Celebrating 30 Years Logo

A NOTE FROM ROSA

We have received this wonderful note from an old Unicorn, Rosa.

ROSA’S NOTE

The Unicorn School helped to provide me and other students with so many years of education and happiness, and all that has arisen from the many hours of hard work from both teachers and students alike. 

I was able to make friends… converse with others and even my teachers on an equal footing as respected individuals rather than as part of a monolith failing to live up to expectations, yet alone a grand ideal. The Unicorn school sees students for who they are rather than for what they lack, and encourages them in their personal interests as much as government mandated curriculum. 

Most of all I respect the teachers for being honest with me; about how I (specifically) learn best, what I need to work on, and ultimately that many aspects of the education system are a sham excuse to keep children out of trouble or safe. What society or the government values is not necessarily what I value, and even if it goes against most of my personal ideology I still have to spend 18 years of my life in it to get a mere letter or number stamped on a piece of paper. 

The Unicorn school provides an education that allows the students to enter jobs and serve the wider sense of the global community as clogs in a machine.

More than promising an uncertain outcome for 18 years of life spent sat at a desk studying, it has provided me with joy in the present moment so that I have not felt the entirety of that time has been wasted!

Somehow, I came out of the education system with a love of learning and a hugely enhanced sense of self worth. 

Ultimately, thanks to the diligent support of the Unicorn school, I exceeded expectations and not only achieved the highest grade possible in my favoured subject (Fine Art), but secured a 5 (the highest grade achievable in the lower maths exam) — my most challenging subject. All this helped me to win a scholarship at my first choice 6th form college in Oxford, for which I cannot thank the Unicorn School enough. 

The Unicorn School is blessed with the unbelievably rare and special kind of teachers who will give time from their breaks and after school to help students. Ever-caring, considerate and compassionate, I have always felt that the teachers of the Unicorn school have been on my side, rather than waging a losing war against them.
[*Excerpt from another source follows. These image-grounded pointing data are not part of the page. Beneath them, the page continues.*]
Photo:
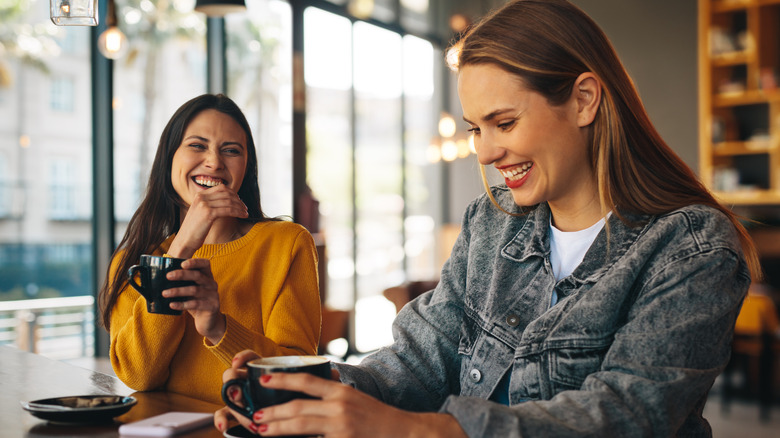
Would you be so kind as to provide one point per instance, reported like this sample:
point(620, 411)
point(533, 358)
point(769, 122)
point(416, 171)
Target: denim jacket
point(641, 329)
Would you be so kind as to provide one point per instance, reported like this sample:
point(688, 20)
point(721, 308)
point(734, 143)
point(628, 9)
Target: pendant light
point(112, 43)
point(218, 8)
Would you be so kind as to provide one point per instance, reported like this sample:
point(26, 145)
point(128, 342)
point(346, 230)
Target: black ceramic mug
point(255, 397)
point(152, 271)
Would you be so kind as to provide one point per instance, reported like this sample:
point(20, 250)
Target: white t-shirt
point(568, 248)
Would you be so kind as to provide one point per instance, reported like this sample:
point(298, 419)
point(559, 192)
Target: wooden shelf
point(749, 197)
point(740, 116)
point(748, 97)
point(731, 148)
point(732, 58)
point(731, 5)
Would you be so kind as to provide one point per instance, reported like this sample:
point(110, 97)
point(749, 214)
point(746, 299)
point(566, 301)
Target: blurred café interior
point(360, 139)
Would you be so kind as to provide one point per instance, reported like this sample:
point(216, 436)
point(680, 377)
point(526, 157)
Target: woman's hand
point(237, 370)
point(342, 412)
point(203, 304)
point(208, 206)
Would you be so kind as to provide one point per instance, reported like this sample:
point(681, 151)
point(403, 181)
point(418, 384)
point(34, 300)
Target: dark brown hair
point(548, 44)
point(158, 215)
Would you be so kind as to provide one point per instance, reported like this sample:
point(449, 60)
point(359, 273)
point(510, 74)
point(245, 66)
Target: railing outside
point(60, 328)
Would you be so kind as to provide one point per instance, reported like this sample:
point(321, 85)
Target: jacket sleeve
point(291, 315)
point(142, 344)
point(657, 371)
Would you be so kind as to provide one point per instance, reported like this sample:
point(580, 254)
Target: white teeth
point(516, 173)
point(208, 182)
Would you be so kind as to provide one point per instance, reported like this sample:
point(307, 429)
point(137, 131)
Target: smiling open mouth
point(518, 172)
point(205, 181)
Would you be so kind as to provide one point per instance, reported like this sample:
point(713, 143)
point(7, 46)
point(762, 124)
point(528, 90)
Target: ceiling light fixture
point(73, 12)
point(218, 8)
point(112, 43)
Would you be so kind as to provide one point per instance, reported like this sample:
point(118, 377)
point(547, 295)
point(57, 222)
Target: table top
point(26, 377)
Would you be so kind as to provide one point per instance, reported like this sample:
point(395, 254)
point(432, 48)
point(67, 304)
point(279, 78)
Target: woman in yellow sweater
point(256, 277)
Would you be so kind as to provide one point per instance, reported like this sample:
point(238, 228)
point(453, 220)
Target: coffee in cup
point(152, 271)
point(255, 397)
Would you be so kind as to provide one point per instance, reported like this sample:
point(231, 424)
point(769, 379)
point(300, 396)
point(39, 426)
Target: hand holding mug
point(152, 272)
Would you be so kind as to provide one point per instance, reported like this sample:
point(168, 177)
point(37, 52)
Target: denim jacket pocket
point(570, 364)
point(469, 332)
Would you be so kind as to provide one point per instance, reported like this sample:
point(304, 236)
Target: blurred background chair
point(755, 345)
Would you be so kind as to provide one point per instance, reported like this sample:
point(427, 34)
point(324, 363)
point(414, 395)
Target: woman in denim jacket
point(594, 294)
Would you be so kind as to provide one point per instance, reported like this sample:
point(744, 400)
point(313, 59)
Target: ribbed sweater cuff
point(235, 340)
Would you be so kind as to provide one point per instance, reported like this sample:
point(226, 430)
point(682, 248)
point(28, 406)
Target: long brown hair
point(158, 215)
point(548, 44)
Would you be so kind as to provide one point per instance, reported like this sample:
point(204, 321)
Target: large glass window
point(259, 50)
point(164, 67)
point(46, 150)
point(328, 76)
point(371, 114)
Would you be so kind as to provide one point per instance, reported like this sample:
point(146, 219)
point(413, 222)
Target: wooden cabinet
point(739, 100)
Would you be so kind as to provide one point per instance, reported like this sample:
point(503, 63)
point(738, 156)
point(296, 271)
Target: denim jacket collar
point(532, 241)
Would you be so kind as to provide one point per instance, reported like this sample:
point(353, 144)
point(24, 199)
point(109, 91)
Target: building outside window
point(62, 96)
point(371, 114)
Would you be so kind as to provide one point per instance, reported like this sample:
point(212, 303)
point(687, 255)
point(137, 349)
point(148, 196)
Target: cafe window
point(259, 49)
point(370, 117)
point(5, 188)
point(46, 143)
point(165, 66)
point(62, 96)
point(63, 190)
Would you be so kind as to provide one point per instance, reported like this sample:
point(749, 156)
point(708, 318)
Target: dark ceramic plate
point(80, 409)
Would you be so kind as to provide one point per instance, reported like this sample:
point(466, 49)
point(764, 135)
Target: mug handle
point(131, 279)
point(247, 410)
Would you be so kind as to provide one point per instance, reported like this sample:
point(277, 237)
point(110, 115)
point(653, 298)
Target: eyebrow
point(204, 139)
point(492, 115)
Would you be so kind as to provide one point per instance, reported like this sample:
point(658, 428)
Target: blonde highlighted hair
point(548, 44)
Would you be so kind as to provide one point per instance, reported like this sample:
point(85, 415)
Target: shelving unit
point(739, 100)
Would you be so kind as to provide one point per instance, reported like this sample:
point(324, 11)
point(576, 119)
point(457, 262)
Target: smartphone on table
point(167, 424)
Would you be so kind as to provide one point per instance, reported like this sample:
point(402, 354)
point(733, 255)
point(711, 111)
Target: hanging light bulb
point(218, 8)
point(73, 12)
point(112, 43)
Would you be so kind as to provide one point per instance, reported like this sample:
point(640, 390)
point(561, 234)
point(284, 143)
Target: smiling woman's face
point(212, 152)
point(540, 150)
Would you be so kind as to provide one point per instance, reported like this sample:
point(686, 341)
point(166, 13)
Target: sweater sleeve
point(142, 344)
point(291, 311)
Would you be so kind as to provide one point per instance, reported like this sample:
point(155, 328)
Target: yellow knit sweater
point(269, 293)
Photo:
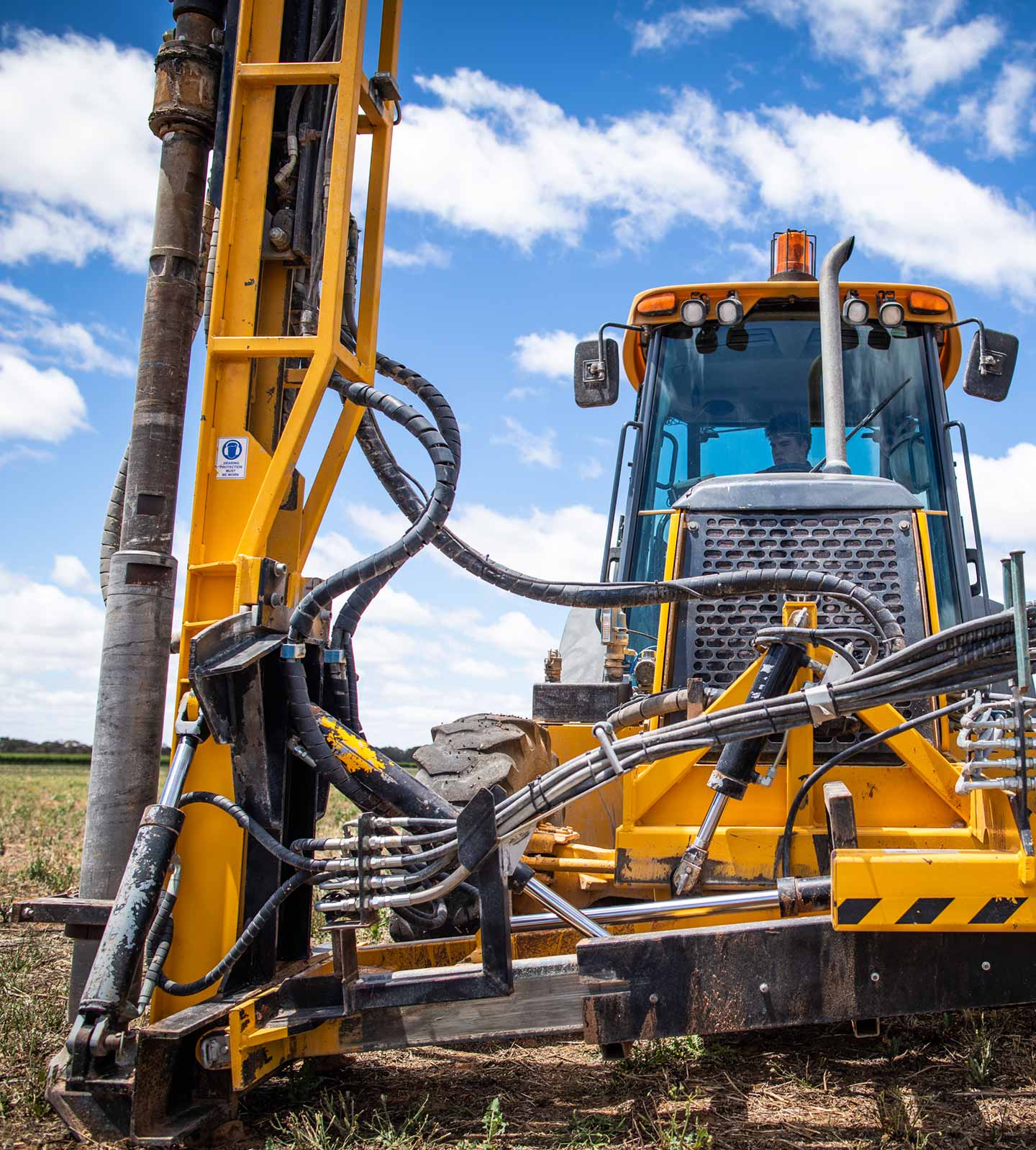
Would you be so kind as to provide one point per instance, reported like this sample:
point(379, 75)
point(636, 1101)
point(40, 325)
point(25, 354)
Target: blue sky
point(553, 160)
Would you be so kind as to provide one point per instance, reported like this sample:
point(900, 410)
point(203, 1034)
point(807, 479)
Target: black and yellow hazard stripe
point(941, 913)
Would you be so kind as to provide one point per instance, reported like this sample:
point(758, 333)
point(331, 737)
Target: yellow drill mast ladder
point(237, 523)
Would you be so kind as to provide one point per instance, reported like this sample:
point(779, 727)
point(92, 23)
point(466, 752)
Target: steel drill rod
point(563, 910)
point(135, 651)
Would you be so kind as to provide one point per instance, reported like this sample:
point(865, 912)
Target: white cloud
point(71, 573)
point(501, 159)
point(683, 24)
point(22, 451)
point(35, 403)
point(423, 255)
point(515, 633)
point(1007, 523)
point(332, 551)
point(1005, 117)
point(23, 300)
point(753, 261)
point(551, 353)
point(871, 178)
point(88, 182)
point(80, 348)
point(909, 46)
point(532, 446)
point(519, 394)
I am filled with gratitude for the teachers instilling rather than destroying my love of learning. 

At mainstream schools, dyslexic, dyscalculate, dyspraxic, autistic children, or anyone that doesn’t meet the expectations of standardised education, are told that they are not acceptable, do not make the cut and will never be enough. I and many others often recall sitting at desks, crying silently or just not turning up to a lesson in which students and especially the teacher avoid us, ultimately sinking into depths of despair and self-deprecation as a result. 

The often traumatic experiences of attending schools unequipped or uncaring of their students leaves holes in us, every one of us, even those without learning disabilities. For those lucky enough to find themselves at specialist schools like the Unicorn school, there is much to unpack; it is easy to focus on the academic improvements made by the unicorn teachers tutelage, but I think the emotional investments made by the staff (and parents) often go under-appreciated as there is no way of really measuring them like you would with exams. In the one-to-one sessions after school and during homework club, teachers engaged students by talking in a casual and relaxed manner about the subject matter, providing much context and personal anecdotes that made the information memorable and relevant to the students on a personal level. I remember many gales of laughter over such conversations. 

These are teachers are strange… They will demonstrate how to measure weights by making a cake with the class, will buy us second hand books to cultivate our love of reading, set aside lesson plans to really engage the students on a personal level with the subjects, even if that goes against administration. They will not blame children for not understanding a lesson, they will never roll their eyes or shout. No child is ever afraid of the bell of doom, singling the day’s beginning, nor feel they are walking straight into the jaws of a great monster when passing through the school gates. 

For me the unbelievable happened. I started looking forward to going to school.